Reputation: 135
I am using A100-SXM4-40GB Gpu
but training is terribly slow. I tried two models, a simple classification on cifar and a Unet on Cityscapes. I tried my code on other GPUs and it worked totally fine, but I do not know why training on this high capacity GPU is super slow.

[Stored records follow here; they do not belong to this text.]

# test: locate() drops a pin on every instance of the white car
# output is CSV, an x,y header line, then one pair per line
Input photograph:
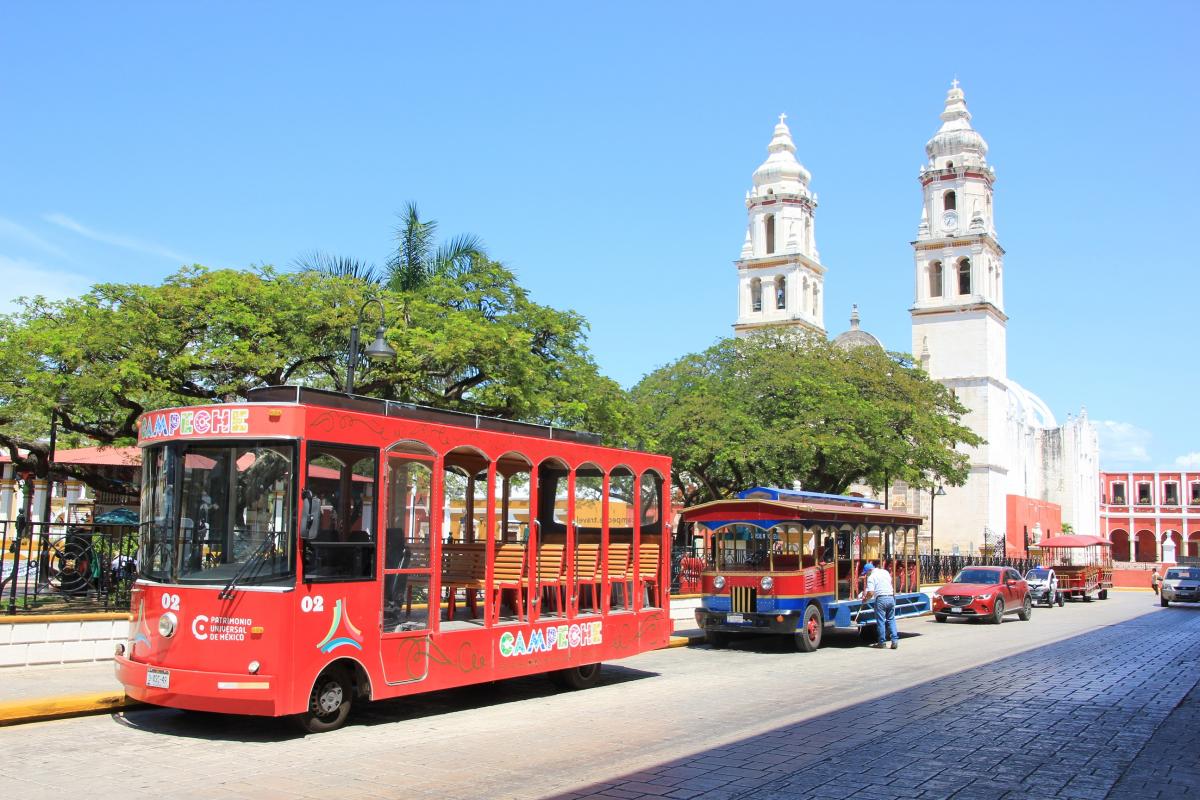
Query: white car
x,y
1044,587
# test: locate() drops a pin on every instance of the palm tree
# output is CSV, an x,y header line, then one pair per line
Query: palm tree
x,y
417,259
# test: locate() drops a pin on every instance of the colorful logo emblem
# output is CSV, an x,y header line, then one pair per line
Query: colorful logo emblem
x,y
341,632
141,627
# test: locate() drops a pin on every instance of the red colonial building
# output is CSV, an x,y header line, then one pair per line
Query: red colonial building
x,y
1141,511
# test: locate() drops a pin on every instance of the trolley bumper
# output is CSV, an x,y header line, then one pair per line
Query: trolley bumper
x,y
781,621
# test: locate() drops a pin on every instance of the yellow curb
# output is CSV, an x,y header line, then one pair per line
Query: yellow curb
x,y
19,619
55,708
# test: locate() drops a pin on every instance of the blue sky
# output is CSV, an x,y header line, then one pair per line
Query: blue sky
x,y
604,151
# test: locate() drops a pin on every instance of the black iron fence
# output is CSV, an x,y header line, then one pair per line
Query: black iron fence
x,y
52,567
940,569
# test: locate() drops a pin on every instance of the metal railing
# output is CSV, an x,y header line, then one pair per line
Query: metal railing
x,y
54,567
940,569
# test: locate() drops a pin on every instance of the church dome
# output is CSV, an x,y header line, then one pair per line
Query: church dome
x,y
781,172
1027,408
856,337
957,137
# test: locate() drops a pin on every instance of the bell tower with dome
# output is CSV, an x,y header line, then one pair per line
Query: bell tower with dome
x,y
959,326
780,276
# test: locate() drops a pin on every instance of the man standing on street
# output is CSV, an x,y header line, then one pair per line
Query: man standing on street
x,y
879,588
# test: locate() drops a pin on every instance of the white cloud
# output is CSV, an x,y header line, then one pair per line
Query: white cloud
x,y
1122,443
1188,461
23,235
117,240
22,278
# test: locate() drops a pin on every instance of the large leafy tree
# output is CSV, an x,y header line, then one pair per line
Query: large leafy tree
x,y
477,344
777,408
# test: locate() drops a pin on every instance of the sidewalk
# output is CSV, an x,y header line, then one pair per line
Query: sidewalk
x,y
57,691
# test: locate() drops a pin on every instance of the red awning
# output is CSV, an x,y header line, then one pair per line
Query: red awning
x,y
1074,541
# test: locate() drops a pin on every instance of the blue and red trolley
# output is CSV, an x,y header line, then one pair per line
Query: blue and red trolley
x,y
790,563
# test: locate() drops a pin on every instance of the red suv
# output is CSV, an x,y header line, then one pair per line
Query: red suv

I would appreciate any help.
Here are some other properties of GPUs.
GPU 0: A100-SXM4-40GB
GPU 1: A100-SXM4-40GB
GPU 2: A100-SXM4-40GB
GPU 3: A100-SXM4-40GB
Upvotes: 0
Views: 3539
Reputation: 135
Thank you for your answer. Before trying your answer, I decided to uninstall anaconda and reinstall it and this solved the problem.
Upvotes: 1
Reputation: 581
Call .cuda()
on the model during initialization.
As per your above comments, you have GPUs, as well as CUDA installed, so there's no point of checking the device availability with torch.cuda.is_available()
.
Additionally, you should wrap your model in nn.DataParallel
to allow PyTorch use every GPU you expose it to. You also could do DistributedDataParallel
, but DataParallel
is easier to grasp initially.
Example initialization:
model = UNet().cuda()
model = torch.nn.DataParallel(model)
Also, you can be sure you're exposing the code to all GPUs by executing the python script with the following flag:
CUDA_VISIBLE_DEVICES=0,1,2,3 python3 train_unet.py
Last thing to note - nn.DataParallel
encapsulates the model itself, so for saving the state_dict, you'll need to reach module inside DataParallel:
torch.save(model.module.state_dict(), 'unet.pth')
Upvotes: 0